Je ne connais pas bien Sokourov, j'avais juste vu Moloch, qui est loin d'être mon film préféré et qui avait pourtant mon adhésion dès le départ à cause de son sujet, l'a très vite perdue. J'avais un peu peur de m'emmerder comme un rat mort devant un exercice de style très vain. Et je dois avouer que ça n'a pas raté. Le souci d'un film c'est que fondamentalement l'idée de retranscrire l'histoire d'un palais, en un plan séquence passant d'une époque à une autre, c'est une très bonne idée, maintenant que la technologie permet de filmer ce genre de plan, il fallait bien que quelqu'un s'y essaie. Seulement voilà, c'est du numérique, l'image est plate, ça n'a pas l'âme d'une bonne pellicule. Alors si pour la majorité des films le numérique ne gène pas le moins du monde, ici, avec ce genre de reconstitution, je trouve ça laid, ça enlève tout relief à l'oeuvre, d'autant que le sujet est au moins tout aussi ambitieux que l'idée de départ de mise en scène. J'aurai adoré que ça aie une photographie semblable à celle de Barry Lyndon, mais là c'est juste froid et sans vie.
Et le souci c'est la réputation du film qui joue contre lui, c'est à dire, lorsqu'on dit l'arche russe, on pense directement à plan séquence d'une heure trente, même sans avoir vu le film, ça spoile en fait, j'aurai aimé ne pas m'en rendre compte, jouer le jeu en m'immergeant dans l'histoire de la sorte à ce que cette mise en scène s'efface au profit de la narration de l'histoire, qu'on ne remarque pas forcément qu'il n'y a qu'un seul plan.
Un autre souci du film c'est son sujet, c'est très ambitieux, et il ne favorise pas la création de personnages, d'intrigues, ça ne vient pas donner de la chaire à ce film qui en aurait tellement besoin. De plus la seule prouesse ici est technique et pas scénaristique, je veux dire, il aurait été plus intéressant, d'avoir un intrigue, où la caméra rattrape les personnages où ils disent quelque chose d'intéressant, passe à un autre, etc, histoire de rassembler toutes les pièces d'un puzzle, un peu comme la Corde d'Hitchcock.
Parce que là, à part se dire, ah ouais, quel beau boulot de coordination, je ne me dis pas grand chose, pour moi c'est peut-être même plus du cinéma, juste de la coordination.
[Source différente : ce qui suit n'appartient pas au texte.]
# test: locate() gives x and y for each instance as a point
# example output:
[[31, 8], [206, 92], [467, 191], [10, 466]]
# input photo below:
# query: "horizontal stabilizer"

D'autant que la mise en scène n'est pas non plus ultra baroque ou je ne sais quoi, ça reste une caméra/vue à la première personne, qui tourne autour des acteurs, il n'y a pas des plans de metteur en scène imposant un point de vue voulant dire quelque chose, là on voit juste ce un mec qui se balade.
Après pour l'histoire, ou plutôt l'Histoire racontée, elle a du mal à s'imbriquer, se raccorder.
Pour moi on a vraiment un film qui n'est qu'une coordination de techniciens et d'acteurs, et si on s'intéresse à l'histoire de la Russie il vaut mieux voir le tombeau d'Alexandre de Marker, et si on veut du plan séquence voir La soif du mal ou la Corde (entre autres). L'absence de chaire, de personnages etc nuit totalement au film, sans parler du numérique, un mal malheureusement nécessaire pour tourner ce genre de film.